In the original DSB article, Freudenthal suggests that Lie tried “to adapt and express in a host of formulas, ideas which would have been better without them.… [For] by yielding to this urge, he rendered his theories obscure to the geometricians and failed to convince the analysts” (p. 325). Leaving aside the issue of whether or not Lie himself felt any urge to dress up his theory for analysts, there can be no doubt that he sought their recognition. Lie had long bemoaned his isolation in Norway, and he felt frustrated over the difficulties he encountered in trying to gain an audience for his work. His two most trusted allies in Germany, Klein and his Leipzig colleague Mayer, were well aware of these circumstances. Presumably both reached the conclusion that Lie’s mathematics had to be made more palatable for analysts—particularly those closely associated with Weierstrass’s school in Berlin—and together they counseled young Engel to carry out this plan.

As the “ghostwriter” of Lie’s three volumes on the theory of transformation groups, Engel clearly played a major role in this endeavor. Whether or not Lie valued this effort, he apparently never felt quite at home with the results. According to his student Gerhard Kowalewski, when discussing his work Lie never referred to the three volumes written by Engel, with their “function-theoretic touch,” but rather always cited his own papers. This suggests that the “true Lie”—to take up Klein’s image— should not be sought in the volumes produced with Engel’s assistance but rather in his own earlier papers.

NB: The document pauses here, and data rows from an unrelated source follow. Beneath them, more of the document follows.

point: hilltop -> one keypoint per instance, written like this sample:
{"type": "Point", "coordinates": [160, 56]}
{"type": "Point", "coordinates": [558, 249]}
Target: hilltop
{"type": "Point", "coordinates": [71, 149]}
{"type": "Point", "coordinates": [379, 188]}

Kowalewski, Klein, and Engel were fascinated by Lie’s powerful, Nordic mathematical persona; all three left lively recollections of their encounters with him. Numerous others, including his many students, bore witness to his brilliant originality. Yet despite his numerous achievements, the recognition he received from his many pupils and admirers, and the honors and accolades accorded him by distinguished societies, he spent the last years of his life trying to frame his place in the history of mathematics as Évariste Galois’s true successor and Norway’s “second [Niels Henrik] Abel.” After Lie’s death, Engel devoted the last twenty years of his life to preparing the publication of Lie’s collected works in six volumes. The seventh volume appeared only many years afterward in 1960, but the editors chose to omit Engel’s essay on the conflict between Klein and Lie.

SUPPLEMENTARY BIBLIOGRAPHY

WORK BY LIE

Theorie der Transformationsgruppen. Bd. 3. Leipzig, Germany: Teubner, 1893.

OTHER SOURCES

Hawkins, Thomas. Emergence of the Theory of Lie Groups: An Essay in the History of Mathematics, 1869–1926. Berlin, Heidelberg, and New York: Springer-Verlag, 2000. Surveys the broader development of Lie theory.

Rowe, David E. “Der Briefwechsel Sophus Lie–Felix Klein, eine Einsicht in ihre persönlichen und wissenschaftlichen Beziehungen.” NTM 25, no. 11 (1988): 37–47. Discusses Lie’s conflicts with Killing and Klein.

Stubhaug, Arild. The Mathematician Sophus Lie: It Was the Audacity of My Thinking. Translated by Richard H. Daly. Berlin, Heidelberg, and New York: Springer-Verlag, 2002. Contains many heretofore unknown aspects of Lie’s life.